Boasting one of the cleverest booklets in recent memory, the debut full length from this Dorset quartet features an 'exercise book' housing the song lyrics, quizzes to test your study skills (sample question: “Geography Homework: What is the highest house number in Britain?”), and a faux yearbook of 'Old Wilsonians'! Oh, and the tunes are pretty ace, too.

Founding singer-songwriter-guitarist Steve Wilson has been performing for nearly 25 years, formerly with The Little Green Men in the late 80s, on up through several solo albums in the past decade. (And he’s politely put up with this putz of a reviewer who on more than one occasion has confused him with the chap from Porcupine Tree!) He also spends some time in ex-Pretenders’ guitarist Robbie McIntosh’s band – Robbie lends a hand throughout. The lineup is rounded up by keyboardist Chris Rickard, bassist (and head(ge) hog) Simon Felton (also of Garfield’s Birthday), and drummer Tim Wheeler.

     Opener ‘Long Road’ is a run-jump-skip-along jollity that’ll put a smile on your face and a skip in your step that will last throughout the album. Think America-meets-The Beach Boys, toss in a fab sax solo from Tom Bruton, and we’re off and running. Wilson’s honeysuckle vocals trip the light fandango on the tale of the ‘Pretty Girl In A Small Town’, a tearjerker about a broken affair with the local sweetheart who ends up in the bottom of a bottle. Graham Parker tosses songs like this off with uncommon regularity, and Wilson’s little heartbreaker shares the master’s perfect touch for couching a tragic tale in a heart-tugging melody. Ace stuff!

     I love the soft shoe shufflin’ beat of the acoustic ditty ‘Silver Lining’ – it sounds like a train chugging down the tracks with a bunch of lonesome hoboes hanging on for dear life. Great harmonies, too, a sparkling strongpoint of everything here. America rear their lovely talents once again on the laidback toetapper, ‘Waiting For Your Turn’, which should also please fans of Paul Weller’s solo career. I just can’t get enough of the lazy sunny, Sunday afternoon vibe expressed throughout. It’s such a pleasure to be able to just sit back and smile and nod along to strong tunes, tight musicianship, pleasant vocals, affectionate harmonies, stately-but-understated solos...it’s got it all.

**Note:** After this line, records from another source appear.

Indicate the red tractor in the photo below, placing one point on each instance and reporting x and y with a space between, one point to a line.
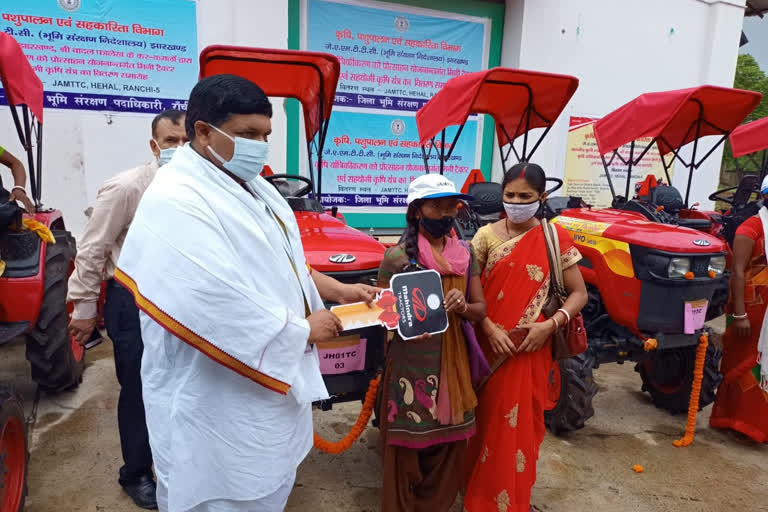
33 287
673 120
640 274
330 245
750 142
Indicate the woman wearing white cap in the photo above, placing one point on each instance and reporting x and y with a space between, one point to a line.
427 401
742 399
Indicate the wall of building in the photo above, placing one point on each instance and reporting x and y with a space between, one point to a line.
619 52
82 149
616 52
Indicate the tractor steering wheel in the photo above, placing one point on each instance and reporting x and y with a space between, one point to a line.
558 185
303 191
716 196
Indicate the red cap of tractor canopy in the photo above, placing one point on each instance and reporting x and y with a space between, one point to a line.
20 82
502 93
750 138
670 117
309 77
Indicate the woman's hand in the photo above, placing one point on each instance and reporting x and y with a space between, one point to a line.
743 327
20 195
500 342
454 302
538 335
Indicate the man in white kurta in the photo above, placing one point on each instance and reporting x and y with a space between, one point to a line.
230 313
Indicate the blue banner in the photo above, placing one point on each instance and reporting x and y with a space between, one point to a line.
108 55
392 63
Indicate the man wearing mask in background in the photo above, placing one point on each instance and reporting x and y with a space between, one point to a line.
230 313
98 251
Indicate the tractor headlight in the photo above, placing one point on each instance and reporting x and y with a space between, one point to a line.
717 265
678 267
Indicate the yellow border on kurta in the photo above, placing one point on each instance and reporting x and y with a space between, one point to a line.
186 335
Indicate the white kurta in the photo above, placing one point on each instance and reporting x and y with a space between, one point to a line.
224 330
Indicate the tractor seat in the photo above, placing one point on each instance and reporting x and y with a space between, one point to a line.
748 185
486 198
668 197
288 188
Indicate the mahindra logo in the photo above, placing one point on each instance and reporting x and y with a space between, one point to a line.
419 305
342 258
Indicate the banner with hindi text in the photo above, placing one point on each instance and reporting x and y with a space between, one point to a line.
393 60
584 172
108 55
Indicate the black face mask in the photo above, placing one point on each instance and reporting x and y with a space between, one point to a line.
437 228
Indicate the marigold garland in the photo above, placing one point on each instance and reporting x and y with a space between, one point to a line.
357 429
693 404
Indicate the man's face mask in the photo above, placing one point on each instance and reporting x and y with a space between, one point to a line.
248 158
165 154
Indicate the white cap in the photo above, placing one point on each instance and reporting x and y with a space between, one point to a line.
433 186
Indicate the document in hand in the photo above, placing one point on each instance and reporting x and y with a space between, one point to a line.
413 305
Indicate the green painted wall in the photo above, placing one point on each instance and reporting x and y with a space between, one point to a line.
479 8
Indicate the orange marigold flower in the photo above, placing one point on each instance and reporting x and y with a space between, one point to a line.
650 344
357 429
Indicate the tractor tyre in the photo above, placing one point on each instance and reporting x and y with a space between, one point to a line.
13 452
668 377
570 392
57 360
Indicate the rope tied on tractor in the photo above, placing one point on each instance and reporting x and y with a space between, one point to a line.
693 405
359 426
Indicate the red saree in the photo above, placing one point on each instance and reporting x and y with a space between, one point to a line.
501 458
740 404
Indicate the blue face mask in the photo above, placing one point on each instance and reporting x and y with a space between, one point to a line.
248 158
165 156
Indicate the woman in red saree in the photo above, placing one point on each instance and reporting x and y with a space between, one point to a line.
501 459
742 399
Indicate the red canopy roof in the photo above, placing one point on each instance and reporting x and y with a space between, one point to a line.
671 116
21 84
750 138
504 94
308 77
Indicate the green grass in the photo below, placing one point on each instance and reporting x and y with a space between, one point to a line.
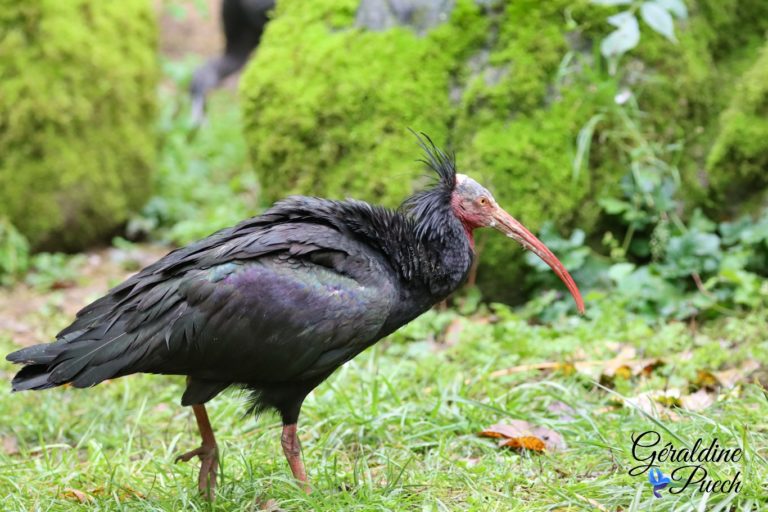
395 429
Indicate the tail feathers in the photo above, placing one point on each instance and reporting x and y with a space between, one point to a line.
81 363
34 376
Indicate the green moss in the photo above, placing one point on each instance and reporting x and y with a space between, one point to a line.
508 86
739 158
77 103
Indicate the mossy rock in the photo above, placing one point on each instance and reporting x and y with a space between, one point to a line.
327 106
77 107
738 162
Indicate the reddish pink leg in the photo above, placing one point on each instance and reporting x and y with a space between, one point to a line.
292 450
208 453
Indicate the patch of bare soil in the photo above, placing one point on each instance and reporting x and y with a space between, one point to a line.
186 28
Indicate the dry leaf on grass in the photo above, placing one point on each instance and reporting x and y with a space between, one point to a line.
10 445
522 435
661 403
697 401
75 495
726 378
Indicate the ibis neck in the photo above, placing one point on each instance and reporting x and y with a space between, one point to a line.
447 255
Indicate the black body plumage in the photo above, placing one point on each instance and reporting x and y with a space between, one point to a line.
275 304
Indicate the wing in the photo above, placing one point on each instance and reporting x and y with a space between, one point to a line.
271 298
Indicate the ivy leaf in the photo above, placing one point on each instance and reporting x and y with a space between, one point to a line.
624 38
658 19
676 7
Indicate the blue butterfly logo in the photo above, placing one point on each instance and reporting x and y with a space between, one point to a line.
657 479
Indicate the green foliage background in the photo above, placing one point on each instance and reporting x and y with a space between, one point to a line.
77 113
507 85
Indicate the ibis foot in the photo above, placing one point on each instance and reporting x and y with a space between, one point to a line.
207 452
292 450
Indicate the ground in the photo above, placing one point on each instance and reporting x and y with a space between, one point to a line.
397 428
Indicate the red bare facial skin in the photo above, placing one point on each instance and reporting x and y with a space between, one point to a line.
475 207
469 218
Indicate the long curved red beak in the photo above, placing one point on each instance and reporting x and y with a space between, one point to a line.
508 225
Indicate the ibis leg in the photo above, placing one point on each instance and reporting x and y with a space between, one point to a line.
208 453
292 449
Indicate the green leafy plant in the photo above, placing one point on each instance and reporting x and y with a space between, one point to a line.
203 181
657 14
14 253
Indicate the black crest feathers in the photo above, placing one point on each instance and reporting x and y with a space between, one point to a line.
428 206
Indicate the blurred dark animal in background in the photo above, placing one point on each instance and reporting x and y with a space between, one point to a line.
243 22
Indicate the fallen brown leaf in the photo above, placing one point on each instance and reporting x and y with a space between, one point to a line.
10 445
76 495
524 435
697 401
599 506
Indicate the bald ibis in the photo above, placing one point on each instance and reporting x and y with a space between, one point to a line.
278 302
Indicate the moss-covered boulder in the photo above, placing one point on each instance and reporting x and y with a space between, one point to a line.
77 103
507 85
738 162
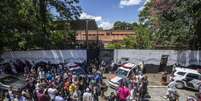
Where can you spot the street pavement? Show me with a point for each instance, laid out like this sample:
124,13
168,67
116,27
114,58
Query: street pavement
157,92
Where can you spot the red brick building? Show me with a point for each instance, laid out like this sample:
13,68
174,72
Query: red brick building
105,36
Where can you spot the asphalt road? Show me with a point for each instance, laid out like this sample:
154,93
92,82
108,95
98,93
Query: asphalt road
157,92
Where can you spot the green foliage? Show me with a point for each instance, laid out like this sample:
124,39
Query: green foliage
140,40
29,24
173,23
118,25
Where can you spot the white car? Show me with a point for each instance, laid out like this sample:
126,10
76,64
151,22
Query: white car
188,78
122,72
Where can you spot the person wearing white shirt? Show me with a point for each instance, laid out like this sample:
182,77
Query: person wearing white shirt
87,96
52,92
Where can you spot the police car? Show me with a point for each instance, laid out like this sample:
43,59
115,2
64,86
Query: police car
188,78
122,72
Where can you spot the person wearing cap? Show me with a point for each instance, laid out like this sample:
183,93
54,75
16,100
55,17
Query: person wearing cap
87,96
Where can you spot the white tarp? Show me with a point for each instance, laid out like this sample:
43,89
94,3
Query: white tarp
53,56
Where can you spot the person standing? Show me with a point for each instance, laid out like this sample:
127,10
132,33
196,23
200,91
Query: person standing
87,96
123,93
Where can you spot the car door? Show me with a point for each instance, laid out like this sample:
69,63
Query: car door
192,80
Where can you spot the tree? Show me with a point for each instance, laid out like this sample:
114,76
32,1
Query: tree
173,23
118,25
141,39
27,24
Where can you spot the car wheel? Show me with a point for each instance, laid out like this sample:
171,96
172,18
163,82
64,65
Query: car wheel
180,85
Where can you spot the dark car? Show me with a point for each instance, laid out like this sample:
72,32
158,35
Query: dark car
194,67
8,81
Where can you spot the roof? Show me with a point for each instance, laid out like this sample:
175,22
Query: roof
187,70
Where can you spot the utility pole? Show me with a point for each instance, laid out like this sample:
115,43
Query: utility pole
86,32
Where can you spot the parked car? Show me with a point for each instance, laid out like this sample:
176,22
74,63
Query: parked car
75,69
188,78
122,72
8,81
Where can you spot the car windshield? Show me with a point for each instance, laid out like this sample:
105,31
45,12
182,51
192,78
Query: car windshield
8,80
121,73
77,71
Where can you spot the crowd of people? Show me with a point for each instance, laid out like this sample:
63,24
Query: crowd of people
56,83
47,82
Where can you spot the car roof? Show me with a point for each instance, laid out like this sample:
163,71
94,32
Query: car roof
126,69
128,65
187,70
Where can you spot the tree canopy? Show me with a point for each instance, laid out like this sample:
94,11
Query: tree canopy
169,24
27,24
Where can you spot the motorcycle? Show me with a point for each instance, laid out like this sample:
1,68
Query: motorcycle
173,96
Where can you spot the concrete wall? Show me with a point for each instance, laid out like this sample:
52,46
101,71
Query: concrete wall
54,56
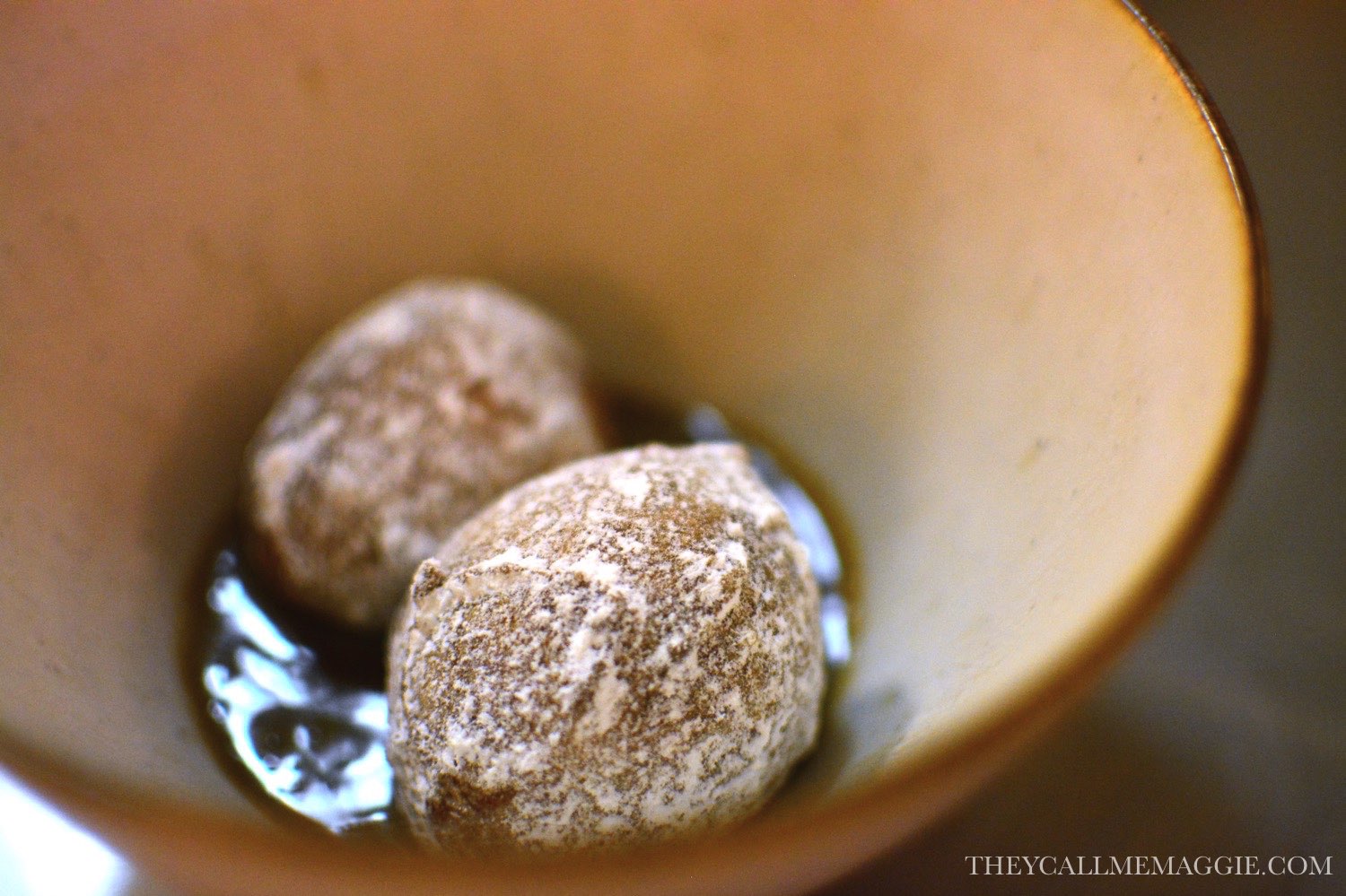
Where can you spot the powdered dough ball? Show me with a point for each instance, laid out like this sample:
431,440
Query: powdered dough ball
404,422
624,650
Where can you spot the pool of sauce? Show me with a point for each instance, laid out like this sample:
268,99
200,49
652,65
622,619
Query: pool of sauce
298,705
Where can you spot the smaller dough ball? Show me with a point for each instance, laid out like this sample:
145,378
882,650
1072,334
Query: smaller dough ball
624,650
398,427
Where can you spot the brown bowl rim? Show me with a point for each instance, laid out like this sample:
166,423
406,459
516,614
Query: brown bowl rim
775,842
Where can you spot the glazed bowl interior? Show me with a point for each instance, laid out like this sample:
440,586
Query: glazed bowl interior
982,271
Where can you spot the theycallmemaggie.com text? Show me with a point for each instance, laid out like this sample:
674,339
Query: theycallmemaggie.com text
1146,866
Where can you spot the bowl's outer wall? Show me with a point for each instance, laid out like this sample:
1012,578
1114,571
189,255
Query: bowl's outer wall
984,271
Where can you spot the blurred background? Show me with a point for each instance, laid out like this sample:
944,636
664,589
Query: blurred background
1224,731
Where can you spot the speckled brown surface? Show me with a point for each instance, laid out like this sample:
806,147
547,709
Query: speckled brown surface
624,650
406,422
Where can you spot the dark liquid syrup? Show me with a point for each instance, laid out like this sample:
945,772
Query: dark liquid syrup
299,705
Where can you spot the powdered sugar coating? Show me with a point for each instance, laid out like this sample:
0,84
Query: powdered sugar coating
624,650
406,422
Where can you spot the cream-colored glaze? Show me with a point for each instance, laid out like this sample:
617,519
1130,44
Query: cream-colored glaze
983,268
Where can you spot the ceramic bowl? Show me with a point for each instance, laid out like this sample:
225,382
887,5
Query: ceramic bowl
985,271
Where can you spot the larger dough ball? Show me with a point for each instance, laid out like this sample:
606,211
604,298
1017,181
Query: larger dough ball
398,427
619,651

     There’s also some smooth jazz for all you hipsters and lounge lizzies (‘The Moment You Walked By’), a little funky Hall & Oates-styled huggin’ ‘n kissin’ (‘You’re The One’), and although ‘Hazard On The Road’ is a tad too long for its own good (that middle eight feels more like a middle 16!), there’s no denying the tasty guitar solo from McIntosh and subsequent jam session is (almost) worth sitting through the whole thing to capture what you missed if you dosed off in the middle! The variety continues with the Nick Lowe-styled weepy blues of ‘Steelmen’ and we wrap up and head out to recess with the late night piano lullaby, ‘Peace of Mind’. Good on ya, lads. This is a keeper. Class dismissed!